A iniciativa ganhou relevância após questionamentos públicos sobre a necessidade de regras mais detalhadas para disciplinar a atuação dos ministros. Entre os temas em análise estão a participação em eventos, o relacionamento com entidades privadas, a transparência de agendas e potenciais situações de conflito de interesses .
O presidente do STF, ministro Edson Fachin, afirmou que acredita na aprovação do código ainda neste ano. Segundo ele, a ministra Cármen Lúcia está elaborando uma minuta que será apresentada aos demais integrantes da Corte para debate .
A proposta deve estabelecer parâmetros para condutas como a divulgação prévia de agendas e audiências com partes interessadas, o comedimento em manifestações públicas sobre temas que possam chegar ao tribunal e a transparência sobre vínculos e interesses .
Um dos pontos que enfrenta resistências internas é a divulgação de palestras e eventos. Há debate sobre a necessidade de publicação prévia dessas participações e se isso poderia representar risco à segurança dos ministros .
Fachin afirmou que as medidas adotadas para o STF também servirão como referência para toda a magistratura brasileira. “Um código de ética tem um componente histórico e cultural. O processo de discussão é tão importante quanto a sua conclusão”, disse o ministro .
O debate sobre transparência ganhou força após episódios envolvendo ministros da Corte. Relatórios jornalísticos revelaram situações como encontros privados não divulgados com executivos do setor financeiro e vínculos familiares com escritórios que prestaram serviços a empresas investigadas .
O ministro Flávio Dino defende que não há problema na participação de magistrados em eventos públicos. “Ouvir pontos de vista diferentes não atrapalha a função de julgar e não implica automaticamente corrupção ou parcialidade”, afirmou. Ele acrescentou que atos de improbidade ocorrem longe dos olhos do público, “em pagamentos ocultos e em reuniões clandestinas” .

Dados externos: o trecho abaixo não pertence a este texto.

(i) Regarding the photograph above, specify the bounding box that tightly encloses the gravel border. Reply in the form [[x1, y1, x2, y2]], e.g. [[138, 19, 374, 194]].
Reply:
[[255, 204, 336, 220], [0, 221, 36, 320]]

Especialistas ouvidos pela imprensa apontam que as regras atuais para magistrados foram pensadas para outras realidades e não contemplam situações complexas do século XXI, como conflitos financeiros indiretos e participações familiares em empresas que litigam perante a Corte .
Movimento social reforça pressão por código
A pressão externa por mais transparência no Judiciário também tem se intensificado. O movimento “Ninguém Acima da Lei”, que reúne mais de 60 entidades, incluindo a Transparência Brasil, coletou 77 mil assinaturas e cerca de 1 milhão de visualizações em sua petição pela adoção de um código de conduta para ministros de tribunais superiores .
Pesquisas recentes indicam que mais de 80% dos brasileiros defendem regras claras de conduta para magistrados .
A expectativa é que a apresentação do texto-base por Cármen Lúcia represente um marco para destravar as discussões. A ministra é uma das principais defensoras de que os magistrados devem manter conduta ilibada e se distanciar de qualquer polêmica, inclusive mantendo distância de setores específicos da sociedade .
A definição final sobre a adoção do código deverá ocorrer ainda durante a gestão de Fachin na presidência do STF, que se estende até o segundo semestre de 2027.